TEN-framework / TEN-Agent

TEN Agent is a world-class multimodal AI agent integrated with the OpenAI Realtime API, RTC, and features weather checks, web search, vision, and RAG.
https://agent.theten.ai/
Apache License 2.0
1.76k stars 200 forks source link

Supports OpenAI's TTS and STT APIs #324

Open zhanghx0905 opened 1 month ago

zhanghx0905 commented 1 month ago

I'm wondering if the project currently supports OpenAI's TTS and STT APIs, or if there are any plans to integrate them.

plutoless commented 1 month ago

the one realtime api use? or a separate one.

zhanghx0905 commented 1 month ago

the one realtime api use? or a separate one.

Separate TTS and STT api,

plutoless commented 2 weeks ago

@zhanghx0905 openai's STT/TTS is not stream based, they can only process files. so they are not that ideal in realtime cases.

zhanghx0905 commented 1 week ago

@zhanghx0905 openai's STT/TTS is not stream based, they can only process files. so they are not that ideal in realtime cases.

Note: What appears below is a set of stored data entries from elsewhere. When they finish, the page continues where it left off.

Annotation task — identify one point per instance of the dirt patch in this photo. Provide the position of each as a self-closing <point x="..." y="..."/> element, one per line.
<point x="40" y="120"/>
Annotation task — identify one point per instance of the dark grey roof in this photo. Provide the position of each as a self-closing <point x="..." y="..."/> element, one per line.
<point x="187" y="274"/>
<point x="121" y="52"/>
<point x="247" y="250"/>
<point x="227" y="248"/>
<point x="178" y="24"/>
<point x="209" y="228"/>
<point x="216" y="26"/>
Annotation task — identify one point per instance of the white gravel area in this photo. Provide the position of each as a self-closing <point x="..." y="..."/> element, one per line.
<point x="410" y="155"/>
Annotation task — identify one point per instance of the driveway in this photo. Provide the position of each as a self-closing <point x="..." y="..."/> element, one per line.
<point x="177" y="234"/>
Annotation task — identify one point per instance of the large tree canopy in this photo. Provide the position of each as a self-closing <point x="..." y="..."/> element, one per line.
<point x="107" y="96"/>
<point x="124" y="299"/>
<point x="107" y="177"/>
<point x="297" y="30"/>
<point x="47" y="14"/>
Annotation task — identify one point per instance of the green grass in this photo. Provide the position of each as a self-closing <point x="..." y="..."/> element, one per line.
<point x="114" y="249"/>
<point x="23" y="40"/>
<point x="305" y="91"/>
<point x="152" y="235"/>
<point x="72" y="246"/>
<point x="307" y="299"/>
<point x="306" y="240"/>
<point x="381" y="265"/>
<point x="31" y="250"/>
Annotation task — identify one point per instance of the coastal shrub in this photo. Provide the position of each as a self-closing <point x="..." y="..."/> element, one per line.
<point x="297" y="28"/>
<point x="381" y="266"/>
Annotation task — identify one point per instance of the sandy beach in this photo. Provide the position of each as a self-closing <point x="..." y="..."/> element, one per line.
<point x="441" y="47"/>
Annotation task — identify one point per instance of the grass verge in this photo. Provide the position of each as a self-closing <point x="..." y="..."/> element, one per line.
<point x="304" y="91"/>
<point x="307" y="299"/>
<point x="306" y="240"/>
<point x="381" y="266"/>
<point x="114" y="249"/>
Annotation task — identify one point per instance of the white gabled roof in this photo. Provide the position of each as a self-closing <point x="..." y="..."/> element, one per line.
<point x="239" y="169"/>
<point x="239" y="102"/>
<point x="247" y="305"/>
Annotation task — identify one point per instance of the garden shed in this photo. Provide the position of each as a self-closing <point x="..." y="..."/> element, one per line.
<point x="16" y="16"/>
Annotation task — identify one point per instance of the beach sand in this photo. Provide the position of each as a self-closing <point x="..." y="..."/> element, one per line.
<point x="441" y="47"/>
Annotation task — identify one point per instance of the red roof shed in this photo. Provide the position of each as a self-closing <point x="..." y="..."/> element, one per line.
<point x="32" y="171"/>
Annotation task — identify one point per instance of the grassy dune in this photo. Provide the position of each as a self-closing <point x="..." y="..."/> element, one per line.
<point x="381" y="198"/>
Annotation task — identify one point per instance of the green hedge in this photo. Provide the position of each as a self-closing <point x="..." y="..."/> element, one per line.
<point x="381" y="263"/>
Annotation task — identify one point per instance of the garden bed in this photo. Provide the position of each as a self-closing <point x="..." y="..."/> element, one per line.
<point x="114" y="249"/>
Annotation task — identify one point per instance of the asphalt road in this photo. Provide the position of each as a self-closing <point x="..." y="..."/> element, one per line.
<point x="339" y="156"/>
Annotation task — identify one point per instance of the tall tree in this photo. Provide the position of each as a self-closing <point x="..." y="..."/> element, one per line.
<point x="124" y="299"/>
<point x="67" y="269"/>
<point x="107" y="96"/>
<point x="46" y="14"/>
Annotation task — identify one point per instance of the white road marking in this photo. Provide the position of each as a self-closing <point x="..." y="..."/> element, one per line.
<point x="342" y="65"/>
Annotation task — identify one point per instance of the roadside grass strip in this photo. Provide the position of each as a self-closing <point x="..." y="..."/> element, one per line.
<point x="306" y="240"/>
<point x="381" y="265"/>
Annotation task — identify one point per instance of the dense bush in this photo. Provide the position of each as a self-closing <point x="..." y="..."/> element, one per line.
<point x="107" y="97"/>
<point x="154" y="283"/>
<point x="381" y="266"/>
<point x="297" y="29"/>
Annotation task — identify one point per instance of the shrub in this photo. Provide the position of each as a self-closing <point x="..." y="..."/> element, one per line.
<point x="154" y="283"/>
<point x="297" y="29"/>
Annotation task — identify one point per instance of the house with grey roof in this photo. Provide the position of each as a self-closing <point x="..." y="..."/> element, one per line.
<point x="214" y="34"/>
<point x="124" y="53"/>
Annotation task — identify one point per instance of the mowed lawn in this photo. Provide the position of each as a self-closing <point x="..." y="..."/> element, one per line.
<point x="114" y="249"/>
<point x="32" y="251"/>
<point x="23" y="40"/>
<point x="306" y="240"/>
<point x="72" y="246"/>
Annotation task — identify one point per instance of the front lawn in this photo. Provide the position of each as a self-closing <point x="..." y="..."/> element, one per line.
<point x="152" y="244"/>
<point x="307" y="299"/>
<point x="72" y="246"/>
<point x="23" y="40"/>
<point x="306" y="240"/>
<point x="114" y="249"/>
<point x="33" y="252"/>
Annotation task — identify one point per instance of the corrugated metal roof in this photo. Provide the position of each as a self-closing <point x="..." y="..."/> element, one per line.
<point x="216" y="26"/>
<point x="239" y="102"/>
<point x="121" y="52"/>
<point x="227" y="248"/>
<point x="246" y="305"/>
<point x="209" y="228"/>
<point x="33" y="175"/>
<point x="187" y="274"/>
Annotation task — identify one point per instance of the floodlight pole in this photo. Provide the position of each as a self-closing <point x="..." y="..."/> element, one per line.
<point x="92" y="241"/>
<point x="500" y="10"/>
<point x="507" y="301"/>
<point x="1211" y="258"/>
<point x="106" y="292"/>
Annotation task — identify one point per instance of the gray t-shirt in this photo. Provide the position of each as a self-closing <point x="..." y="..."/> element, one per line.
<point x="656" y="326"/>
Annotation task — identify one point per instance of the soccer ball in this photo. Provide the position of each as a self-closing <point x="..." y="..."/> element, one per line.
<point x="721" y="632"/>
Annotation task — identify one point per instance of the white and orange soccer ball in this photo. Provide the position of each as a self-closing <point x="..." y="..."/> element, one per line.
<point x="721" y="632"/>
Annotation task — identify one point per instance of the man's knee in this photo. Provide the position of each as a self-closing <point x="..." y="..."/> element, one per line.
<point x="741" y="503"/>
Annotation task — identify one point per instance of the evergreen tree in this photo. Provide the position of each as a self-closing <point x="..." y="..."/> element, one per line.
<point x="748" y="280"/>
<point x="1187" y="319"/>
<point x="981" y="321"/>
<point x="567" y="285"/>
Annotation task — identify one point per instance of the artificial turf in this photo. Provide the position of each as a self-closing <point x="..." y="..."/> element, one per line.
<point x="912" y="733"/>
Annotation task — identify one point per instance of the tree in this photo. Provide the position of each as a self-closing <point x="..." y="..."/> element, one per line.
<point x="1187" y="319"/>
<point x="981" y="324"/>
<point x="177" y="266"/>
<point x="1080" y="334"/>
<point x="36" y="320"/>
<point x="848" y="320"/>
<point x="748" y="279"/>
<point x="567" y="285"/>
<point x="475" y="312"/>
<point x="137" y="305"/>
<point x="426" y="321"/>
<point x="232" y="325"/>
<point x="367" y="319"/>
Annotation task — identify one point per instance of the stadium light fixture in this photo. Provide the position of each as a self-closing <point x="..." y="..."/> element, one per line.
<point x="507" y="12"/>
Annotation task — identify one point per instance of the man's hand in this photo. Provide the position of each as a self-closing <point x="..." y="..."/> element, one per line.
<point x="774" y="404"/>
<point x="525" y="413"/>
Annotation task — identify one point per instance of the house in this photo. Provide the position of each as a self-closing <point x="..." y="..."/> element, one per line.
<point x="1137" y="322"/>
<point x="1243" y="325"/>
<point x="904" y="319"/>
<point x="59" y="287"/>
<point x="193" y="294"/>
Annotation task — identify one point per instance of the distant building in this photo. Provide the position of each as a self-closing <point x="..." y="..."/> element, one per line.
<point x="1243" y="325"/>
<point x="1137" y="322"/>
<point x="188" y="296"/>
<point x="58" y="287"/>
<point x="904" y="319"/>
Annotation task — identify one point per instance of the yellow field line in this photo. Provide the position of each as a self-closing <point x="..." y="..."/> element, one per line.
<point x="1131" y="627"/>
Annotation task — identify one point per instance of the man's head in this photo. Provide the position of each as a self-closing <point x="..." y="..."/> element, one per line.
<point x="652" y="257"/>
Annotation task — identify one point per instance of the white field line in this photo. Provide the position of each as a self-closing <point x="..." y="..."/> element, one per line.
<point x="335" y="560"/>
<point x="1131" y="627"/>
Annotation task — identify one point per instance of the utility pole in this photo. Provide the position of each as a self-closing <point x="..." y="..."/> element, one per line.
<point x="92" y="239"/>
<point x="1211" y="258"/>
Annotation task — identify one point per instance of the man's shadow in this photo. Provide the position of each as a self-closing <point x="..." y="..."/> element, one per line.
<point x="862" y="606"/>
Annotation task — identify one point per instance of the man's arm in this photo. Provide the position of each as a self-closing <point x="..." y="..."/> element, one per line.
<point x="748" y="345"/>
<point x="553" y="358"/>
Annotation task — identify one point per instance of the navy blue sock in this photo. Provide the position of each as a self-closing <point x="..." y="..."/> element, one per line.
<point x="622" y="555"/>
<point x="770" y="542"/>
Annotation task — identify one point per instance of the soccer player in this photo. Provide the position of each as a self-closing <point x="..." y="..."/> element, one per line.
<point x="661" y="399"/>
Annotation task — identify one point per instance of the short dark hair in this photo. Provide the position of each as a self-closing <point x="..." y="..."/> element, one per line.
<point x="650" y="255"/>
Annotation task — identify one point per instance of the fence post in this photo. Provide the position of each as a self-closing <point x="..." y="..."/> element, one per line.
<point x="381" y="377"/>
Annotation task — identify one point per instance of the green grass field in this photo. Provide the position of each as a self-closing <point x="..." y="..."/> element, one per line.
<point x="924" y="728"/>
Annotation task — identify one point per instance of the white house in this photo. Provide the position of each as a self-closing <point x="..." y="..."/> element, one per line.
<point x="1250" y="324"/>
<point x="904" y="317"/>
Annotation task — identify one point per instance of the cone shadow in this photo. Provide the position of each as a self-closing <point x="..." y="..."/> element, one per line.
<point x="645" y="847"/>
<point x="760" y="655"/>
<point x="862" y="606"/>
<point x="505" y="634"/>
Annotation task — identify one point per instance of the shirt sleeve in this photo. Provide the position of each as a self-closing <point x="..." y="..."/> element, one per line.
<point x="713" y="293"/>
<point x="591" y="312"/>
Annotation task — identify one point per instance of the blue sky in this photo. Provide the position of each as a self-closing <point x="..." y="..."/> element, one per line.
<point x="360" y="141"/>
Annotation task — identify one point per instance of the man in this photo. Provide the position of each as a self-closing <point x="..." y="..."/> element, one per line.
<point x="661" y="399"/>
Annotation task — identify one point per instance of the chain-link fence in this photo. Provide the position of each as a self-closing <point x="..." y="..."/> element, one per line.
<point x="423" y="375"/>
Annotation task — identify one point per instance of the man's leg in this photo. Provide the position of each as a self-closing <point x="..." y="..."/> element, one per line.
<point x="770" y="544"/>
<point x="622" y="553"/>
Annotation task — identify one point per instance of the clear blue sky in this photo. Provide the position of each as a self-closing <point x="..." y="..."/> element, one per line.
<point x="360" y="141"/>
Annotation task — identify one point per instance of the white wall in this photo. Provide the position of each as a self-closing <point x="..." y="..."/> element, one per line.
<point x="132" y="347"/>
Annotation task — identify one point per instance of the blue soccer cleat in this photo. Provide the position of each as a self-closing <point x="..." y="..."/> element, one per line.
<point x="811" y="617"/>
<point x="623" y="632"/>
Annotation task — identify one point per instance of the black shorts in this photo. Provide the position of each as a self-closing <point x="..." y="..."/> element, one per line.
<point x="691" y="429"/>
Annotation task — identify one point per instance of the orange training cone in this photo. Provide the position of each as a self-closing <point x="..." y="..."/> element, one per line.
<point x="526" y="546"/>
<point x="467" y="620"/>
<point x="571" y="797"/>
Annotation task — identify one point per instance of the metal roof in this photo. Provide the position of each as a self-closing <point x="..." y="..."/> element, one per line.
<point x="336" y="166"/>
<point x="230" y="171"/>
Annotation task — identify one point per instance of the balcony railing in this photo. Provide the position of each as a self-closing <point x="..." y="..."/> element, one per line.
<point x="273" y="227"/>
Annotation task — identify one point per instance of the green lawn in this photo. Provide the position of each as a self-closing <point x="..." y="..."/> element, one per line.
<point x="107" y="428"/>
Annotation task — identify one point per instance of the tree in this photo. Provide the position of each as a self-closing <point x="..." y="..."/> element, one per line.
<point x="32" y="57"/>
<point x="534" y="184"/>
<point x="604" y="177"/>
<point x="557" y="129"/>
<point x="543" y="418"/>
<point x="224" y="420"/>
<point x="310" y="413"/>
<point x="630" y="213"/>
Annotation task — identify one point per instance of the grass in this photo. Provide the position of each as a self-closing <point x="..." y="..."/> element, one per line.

You may take a look at the livekit-agent GitHub repository. I tried their OpenAI plugin and adapt it to Chinese. I found it works just like a streaming service.

By the way, I have locally deployed TTS (Text-to-Speech) / STT (Speech-to-Text) services. In order to integrate them into applications compatible with the OpenAI API, I wrapped them in the OpenAI API format. Therefore, I hope you will also consider these APIs.